Bacteroids from soybean root nodules: accumulation of poly- β -hydroxybutyrate during supply of malate and succinate in relation to N 2 fixation in flow-chamber reactions

Abstract

A liquid reaction medium containing dissolved air and oxyleghaemoglobin was supplied to bacteroids confined in a stirred reaction chamber with no gas phase. The relative oxygenation of leghaemoglobin, dissolved CO$_{2}$ and NH$_{3}$ from N$_{2}$ fixation were monitored before, during (when N$_{2}$ fixation was diminished) and after the supply of [$^{14}$C]malate and succinate.
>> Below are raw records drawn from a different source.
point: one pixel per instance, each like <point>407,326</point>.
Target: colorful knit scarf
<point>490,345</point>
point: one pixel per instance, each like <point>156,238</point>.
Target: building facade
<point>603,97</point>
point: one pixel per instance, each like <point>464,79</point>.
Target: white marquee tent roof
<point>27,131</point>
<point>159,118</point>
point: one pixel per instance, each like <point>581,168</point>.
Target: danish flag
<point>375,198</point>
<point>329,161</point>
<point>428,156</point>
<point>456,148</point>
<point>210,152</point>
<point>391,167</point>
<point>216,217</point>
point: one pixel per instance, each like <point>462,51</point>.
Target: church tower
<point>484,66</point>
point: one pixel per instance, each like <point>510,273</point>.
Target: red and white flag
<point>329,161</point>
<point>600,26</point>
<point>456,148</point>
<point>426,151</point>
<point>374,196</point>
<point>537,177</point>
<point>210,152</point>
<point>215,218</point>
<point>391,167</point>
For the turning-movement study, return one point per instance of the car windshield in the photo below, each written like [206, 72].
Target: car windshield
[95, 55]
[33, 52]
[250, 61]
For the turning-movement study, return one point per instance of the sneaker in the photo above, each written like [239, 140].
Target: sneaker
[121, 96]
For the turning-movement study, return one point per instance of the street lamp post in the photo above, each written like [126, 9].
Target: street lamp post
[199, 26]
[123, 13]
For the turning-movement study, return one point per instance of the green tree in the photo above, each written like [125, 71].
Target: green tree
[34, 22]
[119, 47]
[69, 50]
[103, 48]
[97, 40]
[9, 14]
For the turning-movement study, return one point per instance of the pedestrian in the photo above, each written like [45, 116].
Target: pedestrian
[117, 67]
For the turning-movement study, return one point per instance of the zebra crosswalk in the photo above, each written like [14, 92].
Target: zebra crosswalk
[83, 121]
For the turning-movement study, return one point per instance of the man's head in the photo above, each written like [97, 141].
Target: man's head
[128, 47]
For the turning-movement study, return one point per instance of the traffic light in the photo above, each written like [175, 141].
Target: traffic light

The amounts and location of [$^{14}$C]labelled products were determined in bacteroids recovered from the chamber and $^{14}$CO$_{2}$ was measured in the effluent. During the supply of [$^{14}$C]succinate, the bacteroids accumulated most $^{14}$C from C$_{2}$ and C$_{3}$ whereas $^{14}$CO$_{2}$ arose primarily from C$_{1}$ and C$_{4}$. This suggested that production of pyruvate from malate via malic enzyme was a central feature. For up to 80 min after removal of [$^{14}$C]malate and succinate, CO$_{2}$ arose from stored carbon and N$_{2}$ fixation was enhanced; during this period $^{14}$C continued to accumulate in poly-$\beta $-hydroxybutyrate, until this accounted for about 90% of bacteroid $^{14}$C. Thereafter CO$_{2}$ was evolved with steady, low radioactivity and enhanced N$_{2}$ fixation continued. These results supported the proposal that poly-$\beta $-hydroxybutyrate, which is present in large amounts (50-70% of dry mass) in these bacteroids, is a mobilizable, energy-yielding reserve that provides endogenous substrates for support of N$_{2}$ fixation when exogenous substrates are not available.